Queries 1 to 3 took an average of 3500 ms (3.5 seconds) with a large memory footprint usage of about 380MB per query. That's huge and slow for just a simple query! You can imagine this might end up leading to OutOfMemory errors.
Memory usage overtime while performing the queries (graph comes from VisualVM)

However the fourth query is actually quite fast and takes less memory! It's a really significant difference. The fourth query takes about 180 ms on average and uses about 40-50MB. It's still a lot of memory (in my opinion), but since they are a lot faster the total amount of used memory might not be that large, because the amount of memory is freed much earlier in the process.

Looking at the graph on the right you will see there is no difference between query 1 to 3, but option 4 (which is in fact actually what a date range should do) showed a really large improvement on overall performance and memory usage.

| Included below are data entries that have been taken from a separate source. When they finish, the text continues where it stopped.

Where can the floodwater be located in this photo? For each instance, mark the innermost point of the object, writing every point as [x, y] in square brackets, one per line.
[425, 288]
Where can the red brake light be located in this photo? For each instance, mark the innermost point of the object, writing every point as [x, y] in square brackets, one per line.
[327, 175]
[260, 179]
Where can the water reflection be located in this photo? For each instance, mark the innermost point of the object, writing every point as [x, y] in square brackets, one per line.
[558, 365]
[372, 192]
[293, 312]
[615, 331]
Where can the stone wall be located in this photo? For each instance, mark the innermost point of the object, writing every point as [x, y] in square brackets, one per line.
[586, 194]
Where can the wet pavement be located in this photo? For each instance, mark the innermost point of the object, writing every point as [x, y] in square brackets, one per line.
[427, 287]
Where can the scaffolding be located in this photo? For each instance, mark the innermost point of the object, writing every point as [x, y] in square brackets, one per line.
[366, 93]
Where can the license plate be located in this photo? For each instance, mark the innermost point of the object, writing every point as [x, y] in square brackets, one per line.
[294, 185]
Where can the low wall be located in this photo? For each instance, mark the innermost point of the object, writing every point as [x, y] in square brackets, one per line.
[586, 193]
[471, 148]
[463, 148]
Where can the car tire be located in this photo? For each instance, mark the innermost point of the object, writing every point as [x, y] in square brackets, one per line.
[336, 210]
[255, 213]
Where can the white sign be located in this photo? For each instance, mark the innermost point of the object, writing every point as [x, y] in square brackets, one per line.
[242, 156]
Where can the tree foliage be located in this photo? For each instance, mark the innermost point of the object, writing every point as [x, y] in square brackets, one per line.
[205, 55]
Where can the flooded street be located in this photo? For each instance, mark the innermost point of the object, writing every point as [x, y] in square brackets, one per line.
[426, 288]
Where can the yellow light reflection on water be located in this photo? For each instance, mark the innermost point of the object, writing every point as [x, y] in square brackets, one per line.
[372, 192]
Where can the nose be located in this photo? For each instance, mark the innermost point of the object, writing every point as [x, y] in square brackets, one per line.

So in the end it turns out that the 'time' in the default JCR date format was actually giving us the issues. Because the time was added to the date value, the number of unique values for the date property in the lucene index had become larger then needed causing the slowdown.

A solution

Now as a solution we solved this by adding a derived data function that extracts the simplified date property. For range queries we now do the range on the 'yyyyMMdd' formatted date and order the results by the original date property, so that the time is taken into account and the sort order is correct. Using the simple date format will also help when trying to find documents/nodes that belong to a certain date. This has just turned into a simple 'equals' instead of a range from 0:00 till 23:59:59.

If you are currently using Apache Jackrabbit and are using these kind of queries you might want to rethink you current content model. A small change might give you a huge performance boost!